Apache Ozone ensures data durability and availability through replication. When data is written to Ozone, it's broken down into smaller units called blocks (or chunks). Ozone then creates multiple copies (replicas) of these blocks and distributes them across different DataNodes in the cluster.

Replication Factor and Type

The replication settings determine how many copies of each block are stored and how they are managed. These settings are configured at the bucket level and apply to all objects within that bucket unless overridden at the object level.

  1. Replication Type:

    • RATIS: The default and recommended replication type for most use cases. It uses the RAFT consensus protocol to manage replicas, ensuring strong consistency. Typically configured with a replication factor of THREE.
    • EC (Erasure Coding): An advanced technique that provides high durability with lower storage overhead compared to simple replication. It breaks data into smaller fragments and adds parity fragments. The original data can be reconstructed even if some fragments are lost. Requires careful configuration of data and parity block counts (e.g., rs-6-3-1024k).
    • STAND_ALONE: Primarily used for specific scenarios like high-frequency writes to object storage or temporary data. It offers lower consistency guarantees than RATIS.
  2. Replication Factor:

    • Applicable primarily to RATIS replication.
    • Specifies the number of copies (replicas) of each block to maintain.
    • The default and recommended factor for RATIS is 3. This means each block is stored on three different DataNodes.
    • For EC, the "factor" is implicitly determined by the number of data and parity blocks defined in the EC policy (e.g., rs-6-3-1024k means 6 data blocks + 3 parity blocks = 9 total blocks distributed).

Setting Replication Configuration

Replication settings are typically defined when creating a bucket.

CLI Examples:

# Create a bucket with default replication (RATIS, factor=3)
ozone sh bucket create /volumeName/bucketName

# Explicitly set RATIS replication with factor 3 (default)
ozone sh bucket create --replication=RATIS --replication-factor=THREE /volumeName/bucketName-ratis

# Explicitly set Erasure Coding (assuming 'rs-6-3-1024k' codec is configured)
ozone sh bucket create --replication=EC --replication-config=rs-6-3-1024k /volumeName/bucketName-ec
  • The --replication flag specifies the type (RATIS or EC).
  • For RATIS, the --replication-factor flag sets the number of replicas (e.g., THREE, ONE).
  • For EC, the --replication-config flag specifies the Erasure Coding policy name (e.g., rs-6-3-1024k, rs-10-4-1024k). These policies must be pre-defined in the Ozone configuration.

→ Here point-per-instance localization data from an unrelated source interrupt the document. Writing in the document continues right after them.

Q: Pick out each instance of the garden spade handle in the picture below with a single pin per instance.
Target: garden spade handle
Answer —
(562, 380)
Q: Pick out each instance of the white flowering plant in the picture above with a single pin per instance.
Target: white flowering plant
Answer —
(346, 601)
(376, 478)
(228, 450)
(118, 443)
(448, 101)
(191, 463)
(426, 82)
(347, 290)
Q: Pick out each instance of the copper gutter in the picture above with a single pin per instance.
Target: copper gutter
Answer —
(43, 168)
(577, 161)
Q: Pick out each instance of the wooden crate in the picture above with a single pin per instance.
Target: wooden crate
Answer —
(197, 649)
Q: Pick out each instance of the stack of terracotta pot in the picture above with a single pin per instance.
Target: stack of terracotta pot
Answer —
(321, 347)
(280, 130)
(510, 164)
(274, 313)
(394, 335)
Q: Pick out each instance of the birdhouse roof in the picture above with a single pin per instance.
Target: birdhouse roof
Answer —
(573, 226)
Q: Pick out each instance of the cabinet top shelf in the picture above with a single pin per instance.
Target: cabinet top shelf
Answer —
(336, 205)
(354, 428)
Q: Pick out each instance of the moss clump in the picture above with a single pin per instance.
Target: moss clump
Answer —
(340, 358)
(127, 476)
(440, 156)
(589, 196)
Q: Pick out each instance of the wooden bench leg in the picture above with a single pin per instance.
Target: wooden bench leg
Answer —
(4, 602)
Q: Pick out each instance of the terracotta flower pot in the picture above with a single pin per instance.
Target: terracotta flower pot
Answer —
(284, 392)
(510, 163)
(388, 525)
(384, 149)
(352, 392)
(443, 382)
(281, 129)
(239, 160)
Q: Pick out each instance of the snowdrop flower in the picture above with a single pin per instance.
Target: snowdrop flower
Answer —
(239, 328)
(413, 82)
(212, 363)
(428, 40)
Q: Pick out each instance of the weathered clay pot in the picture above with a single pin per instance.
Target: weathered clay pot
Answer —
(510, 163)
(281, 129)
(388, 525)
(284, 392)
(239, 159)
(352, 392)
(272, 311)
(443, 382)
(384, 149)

Viewing Replication Configuration

You can view the replication configuration of a bucket using the info command:

ozone sh bucket info /volumeName/bucketName

The output will show the replicationType and replicationFactor (for RATIS) or the specific ecReplicationConfig (for EC).

Importance

Choosing the correct replication type and factor is crucial for balancing data durability, storage efficiency, and performance requirements for the data stored within a bucket. RATIS with a factor of 3 is generally recommended for most general-purpose use cases, while EC offers better storage efficiency for large, less frequently accessed data.